Menjemput anak di sekolah merupakan hal emergency, karena biasanya anakku selalu di jemput oleh salah seorang tetanggaku. Menunggu jam pulang sekolah, saya dan ibu-ibu berkumpul di teras masjid. Udara terasa tak bersahabat, kulit terasa kering di panggang matahari siang. Ketika aku bersandar di salah satu tiang teras masjid, terasa sepoi angin membelai tubuh, rasa ngantukpun rasanya tak bisa dielakkan. Kelopak mata terasa berat, jika ada suara teriakan dari salah seorang murid dari ruang kelas, maka serentak kami terbangun.
Masjid itu letaknya di depan sekolah. Sekolah dan masjid merupakan satu kesatuan usaha, yang dikelola oleh suatu yayasan yang berbasis Islam di Sengata. Lapangan parkirnya tidak begitu luas, tapi cukup representative jika ada pertemuan wali murid.
“Jangan minder jadi seorang ibu rumah tangga.” Aku mulai membuka pembicaraan.
Menunggu memang sebuah pekerjaan yang melelahkan. Menjemput anak di sekolah diperlukan management yang tepat, Bagi ibu-ibu yang berkarier di rumahnya, dipastikan setiap subuhnya sudah berlenggak lengok mengejar jam tayang urusan antar jemput anaknya sekolah.
“Aku nggak minder lho… Cuma waktu kerja dulu aku sempat mikir juga.
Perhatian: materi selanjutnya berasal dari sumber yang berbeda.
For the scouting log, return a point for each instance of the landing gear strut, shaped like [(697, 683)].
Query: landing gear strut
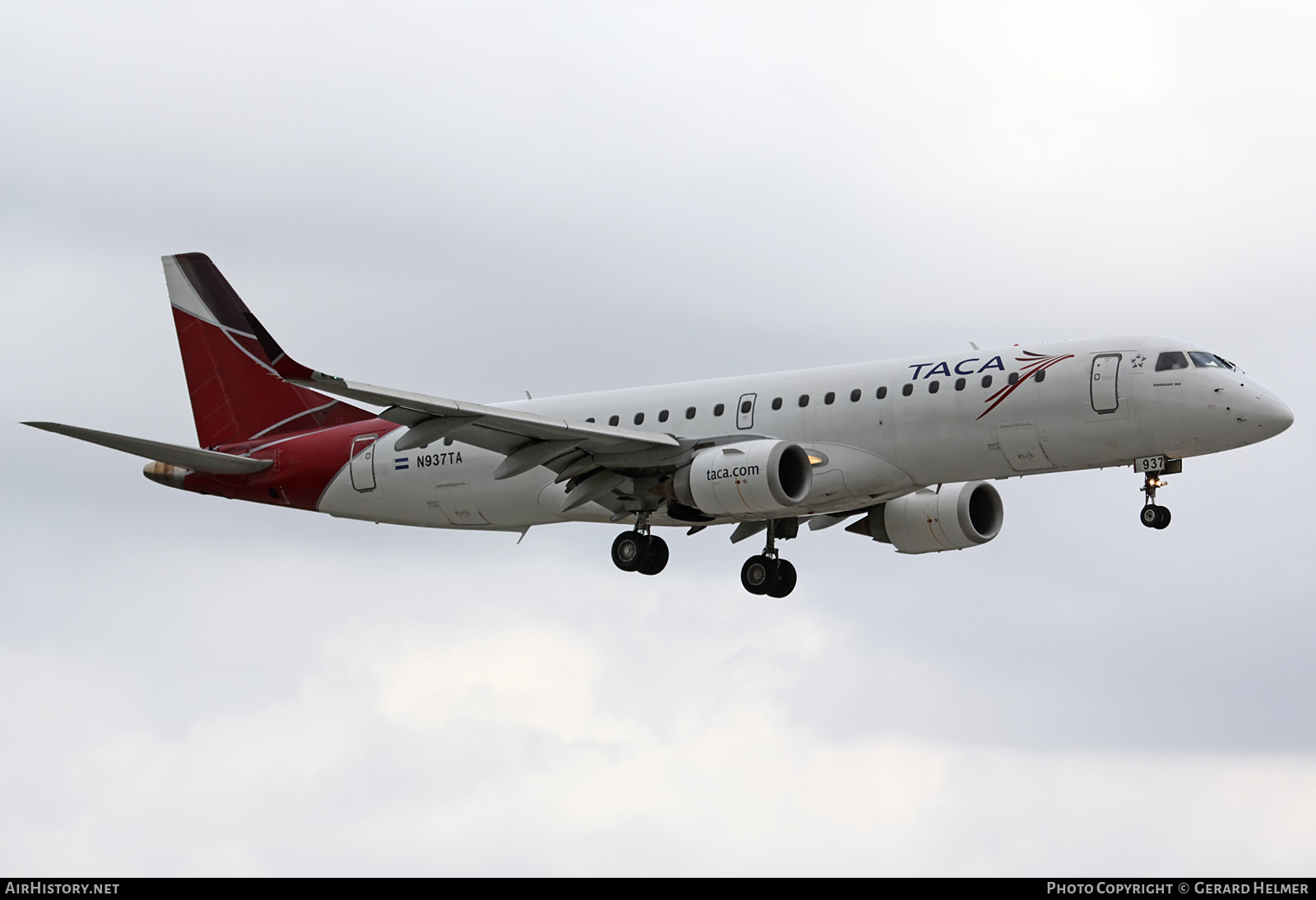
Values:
[(767, 573), (638, 550), (1152, 515)]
Rasanya gajiku habis untuk bayarin pembantu!” Seorang ibu menimpali ucapanku.
“Saya sering bantuin suamiku jika dapat proyek dari kantornya. Kadang bantuin mengetik, atau seperti ini…” Dia memperlihatkan kertas karton yang sedang di guntingnya. Ibu ini bercerita sambil asyik dengan kegiatannya. Dengan tangkas dia menggunting dengan teliti logo-logo untuk persiapan MTQ yang akan di gunakan sebagai tanda peserta.
Aku tersenyum simpul dan bergumam sendiri :” Ibu ini ternyata mampu memanfaatkan waktunya. Menunggu anak sekaligus mengerjakan tugas suami.”
“Mana karton yang lainnya? Daripada ngantuk, lebih baik bantuin.” Ada yang berbaik hati, menawarkan bantuannya.
Ibu-ibu yang berkumpul ternyata cukup kreatif. Ada mempunyai anak 3 orang, 6 orang dan 2 orang. Berkumpul pada pagi Jum’at ini, membuat hati tersirami. Ada tempat saling curhat tentang kegiatan yang tak habisnya bila hanya di rumah.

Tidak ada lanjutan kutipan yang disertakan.